Could a decline in Fiat Chrysler's (NASDAQOTH:FIATY) earnings because of problems in Latin America spell trouble for Ram pickup sales in America?
Let's start with the big picture. Fiat Chrysler reported a sharp decline in second-quarter earnings on Wednesday as economic weakness in Latin America offset improved performance in Europe and Asia.
FCA reported a net profit of 197 million euros ($264 million) for the quarter, a sharp drop from the 435 million euro profit it reported in the year-ago quarter. It also fell far short of the Wall Street consensus estimate of 282 million euros, as reported by Reuters.
So, what do FCA's Latin America troubles have to do with Ram pickups? Read on.
FCA needs to make more money in North America, now
Although Fiat shareholders officially voted to approve the merger on Friday, and there's still some paperwork to be done before it's really official, Fiat and Chrysler have effectively been run as one company for a while.
That means CEO Sergio Marchionne takes a global view of his entire organization. And while he has to like the sales growth he has seen from the company's operations in North America -- sales were up 7% in the second quarter -- the profits it has been making aren't as solid as he would like.
Just as we've seen at rival Ford (NYSE:F), where strong North America profits have carried the Blue Oval while it restructures in Europe and expands aggressively in Asia, profits at Fiat Chrysler's North American division -- essentially, the Chrysler Group -- have helped it withstand the severe challenges faced by the Fiat side of the business in Europe and Latin America.
But even though sales in North America were up, FCA's profits in the region were down 18% in the quarter.
Why? Because Chrysler has been winning big sales gains with discounts. But FCA needs profits more than sales because of its problems elsewhere in the world.
So now, the boss wants to cut those discounts way back.
Sales are up while profits are down? Here's why.
Ram pickups are Chrysler's best-selling product in the U.S., and Ram sales have been great: up 20% in the first half of 2014, versus a 1.1% gain for General Motors' (NYSE:GM) Chevy Silverado and GMC Sierra twins, and a 0.5% decline for Ford's F-Series line.
But profits haven't been great, because Chrysler has been winning those sales (and others) with big incentives. According to data from TrueCar, Chrysler's average incentive payout has risen past those of its Detroit rivals over the last few months. (The three Detroit automakers tend to pay higher average incentives than other manufacturers because of their big sales of full-size pickups. Big payouts are typical in that market segment, where the average payment often exceeds $4,000 -- but despite the payouts, pickups are among Detroit's most profitable products.)

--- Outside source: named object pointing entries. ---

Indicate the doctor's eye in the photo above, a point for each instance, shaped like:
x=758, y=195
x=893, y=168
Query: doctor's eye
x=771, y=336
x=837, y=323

In a conference call for analysts following Wednesday's earnings report, Marchionne and CFO Richard Palmer were both clear: Profit margins in North America have to improve in the second half of the year, and to get that improvement, incentives and discounted leases in North America could well be rolled back.
That could bring Ram sales back to earth in a hurry.
Why GM could be the big winner here
Ford isn't in a position to pick up (so to speak) a lot of truck sales right now. The Blue Oval is winding down production of its current F-150 before the launch of its all-new 2015 model late this year, and supplies of its mainstay pickup are expected to be tight as the year goes on.
But General Motors, with ample supplies of its new-for-2014 pickups on hand, could be in a position to steal back the market share it has lost to the Ram over the last year. GM has tried to be conservative with its pickup incentives in an effort to boost its own profit margins in North America.